Blood Doping and Entry into Clinical Trials for Chemotherapy
Posted Nov 12 2010 12:00am
A number of initiatives are underway by insurance companies to limit the type of chemotherapy that is delivered to patients to "standard" protocols. This should be interpreted to mean the use of chemotherapy that has been proven to be effective (see: The Oncology Concession Under Attack by Health Insurance Companies ). Appropriately, experimental drugs and combinations or drugs are best administered during clinical trials that are managed with research protocols. These always incorporate the clinical criteria for the admission of subjects to the study in order to create a homogeneous pool of subjects. Some patients (and/or their physicians) appear to be so anxious to participate in these trials that the patients are being administered blood and blood component transfusions for the purpose of meeting the clinical eligibility criteria for trials. This practice raises both ethical and patient safety concerns (see: Blood Doping Now a Problem in Cancer Trials ). Below is an excerpt from the article:
Three instances in advanced cancer patients over a one year period were reported by Jeannie L. Callum, MD, and colleagues at Sunnybrook Health Sciences Center in Toronto (Callum JL, et al "Transfusion for protocol eligibility" N Engl J Med 2010; 363: 1681-1682 .) "We caution against this practice, given the risks of transfusion," they wrote in a letter to the editor that appeared in the Oct. 21 issue of the New England Journal of Medicine. All three cases they reported involved patients trying to get into trials of novel chemotherapy agents. The first patient had an albumin level of 22 g/L but needed to be at 30 g/L to get into the trial and thus took a transfusion of 25% albumin. The second patient fell just under the required platelet count of 50,000 per cubic millimeter with a pretransfusion count of 48,000. The physician of a third patient ordered transfusion of a unit of red cells to raise her hemoglobin level from 8.3 g/dL to the required 9.0 g/dL for trial enrollment. These cases might have been handled otherwise, [the researchers] noted. Clinicians should try to correct the underlying laboratory value through other treatments first, such as treating anemia, they urged. Explore all possible other options, including looking for other trials at other institutions for patients who don't meet eligibility criteria, they added.
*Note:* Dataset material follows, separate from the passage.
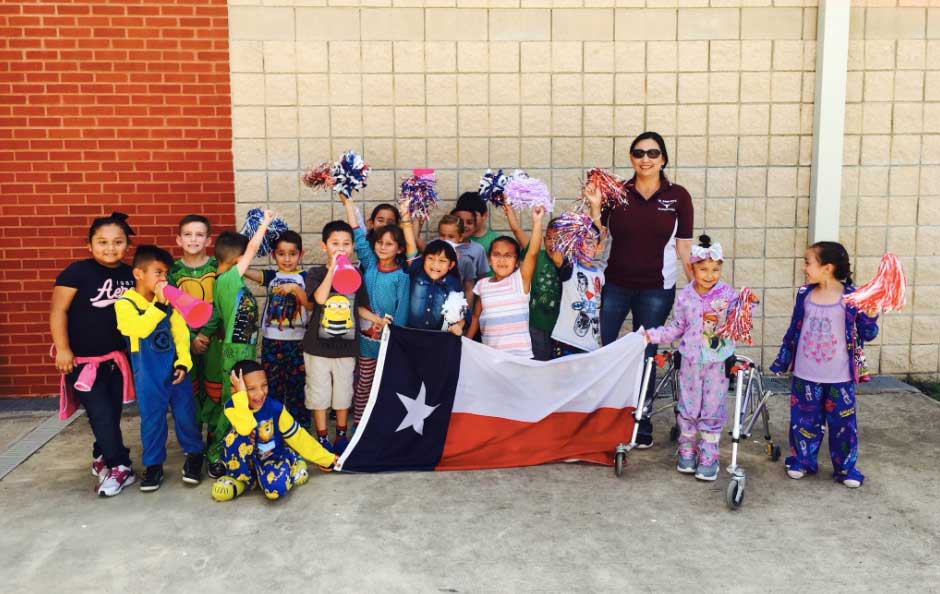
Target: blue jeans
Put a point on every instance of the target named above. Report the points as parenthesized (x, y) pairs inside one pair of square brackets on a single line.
[(650, 308)]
An obvious question is the motivation of the transfusing physicians in these three cases. Since the blood and platelet abnormalities were relatively mild in all three cases, one obviously suspects "blood doping", which is to say "touching up the patients" in order to qualify them for admission to the trials. Obviously and as stated in the letter, the organizers of cancer clinical trials need to be vigilant going forward about this practice. More importantly, the transfusing physicians need to accurately report the patent's transfusion history when entry is being sought into a trial.